Fred Kowal: Hospitals and ACA
You’d think that public hospitals that treat 1.3 million patients every year, graduate many of New York’s primary care physicians and perform groundbreaking medical research would have a secure future.
Not in Donald Trump’s America.
Governor Andrew Cuomo warns that nearly 3 million New Yorkers could lose their health insurance coverage if Obamacare is repealed.
Where would they go for health care? The doors to SUNY’s teaching hospitals—in Brooklyn, Stony Brook, and Syracuse—are open to all, including the sickest and most vulnerable. No one is turned away, whether they can pay or not. If Obamacare is repealed, SUNY’s hospitals face a potential onslaught of newly uninsured patients seeking care.
That’s why earlier this month, UUP launched a TV and social media ad campaign focused on the hospitals.
These chronically underfunded hospitals will need a significant state investment to weather this perfect storm.
The hospitals’ already meager operating subsidy is facing a $19 million cut in the governor’s proposed Executive Budget. We thank the state Legislature for restoring this funding in their one-house bills. We’re urging them to go further this year; to restore the subsidy to its original $128 million level, where it was in 2010.
It’s time for fairness. SUNY’s public hospitals are the only state agencies forced to cover operating costs, employee fringe benefits and debt service for needed hospital maintenance.
It’s time to make things right.
That’s why UUP is asking lawmakers for a five-year funding plan to allow the state to resume paying the hospitals’ employee fringe benefit expenses. And we’re pushing for a new $600 million capital program—$200 million for each of the three hospitals—and to have the state cover all debt service.
Why? Because SUNY’s state-run public hospitals offer so much to so many—even those who don’t live near one.
SUNY’s three teaching hospitals have medical schools that turn out many of the state’s primary care physicians. One out of every 5 doctors in New York graduated from a SUNY medical school or received graduate medical training in a SUNY-sponsored program.
The medical schools graduate more doctors than over 40 states every year. And New Yorkers make up more than 80 percent of SUNY’s first-year medical students
There are economic benefits as well. Every dollar invested in the hospitals yields 10 dollars in return. SUNY hospitals are major economic engines, with a combined workforce of 20,000. In Syracuse, Upstate Medical University is Central New York’s largest employer. Downstate Medical Center is Brooklyn’s 4th largest employer.

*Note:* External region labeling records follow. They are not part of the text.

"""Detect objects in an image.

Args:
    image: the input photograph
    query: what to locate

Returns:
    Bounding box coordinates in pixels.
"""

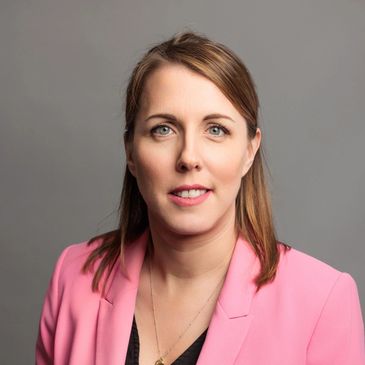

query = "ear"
[124,141,136,177]
[242,128,261,177]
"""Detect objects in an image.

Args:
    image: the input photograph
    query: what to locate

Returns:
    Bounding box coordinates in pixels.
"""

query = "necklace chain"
[149,260,225,365]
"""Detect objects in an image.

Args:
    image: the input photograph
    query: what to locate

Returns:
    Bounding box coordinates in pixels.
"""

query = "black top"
[125,316,208,365]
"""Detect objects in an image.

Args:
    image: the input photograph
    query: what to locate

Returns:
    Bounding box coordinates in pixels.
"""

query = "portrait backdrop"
[0,0,365,364]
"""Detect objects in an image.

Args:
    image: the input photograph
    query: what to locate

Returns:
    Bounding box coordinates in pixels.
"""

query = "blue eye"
[151,124,171,136]
[209,124,229,137]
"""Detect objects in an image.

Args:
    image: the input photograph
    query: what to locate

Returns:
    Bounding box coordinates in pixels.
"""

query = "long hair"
[83,31,290,291]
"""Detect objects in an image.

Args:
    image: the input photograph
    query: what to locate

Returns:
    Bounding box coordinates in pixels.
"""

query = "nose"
[176,137,202,172]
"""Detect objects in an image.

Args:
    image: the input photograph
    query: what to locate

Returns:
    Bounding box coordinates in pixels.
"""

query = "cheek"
[134,144,171,186]
[209,144,244,187]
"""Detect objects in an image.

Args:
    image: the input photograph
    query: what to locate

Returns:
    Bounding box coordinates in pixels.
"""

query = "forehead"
[141,64,243,120]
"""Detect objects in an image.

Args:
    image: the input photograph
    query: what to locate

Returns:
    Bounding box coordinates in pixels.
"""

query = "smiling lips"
[169,184,211,206]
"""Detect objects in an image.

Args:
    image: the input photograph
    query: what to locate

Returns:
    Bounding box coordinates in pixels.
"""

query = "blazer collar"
[95,229,260,365]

The time is now for Albany to make a significant investment in SUNY’s public hospitals. We must act to ensure our hospitals are fully funded and can continue providing vital health care to all New Yorkers.
Working with the governor, the Legislature and SUNY, let’s make it happen—this year.
Dr. Fred Kowal is President of the 35,000 member United University Professions, which represents faculty on 29 New York State Campuses. UUP is an affiliate of NYSUT, The American Federation of Teachers, The National Education Association and the AFL-CIO.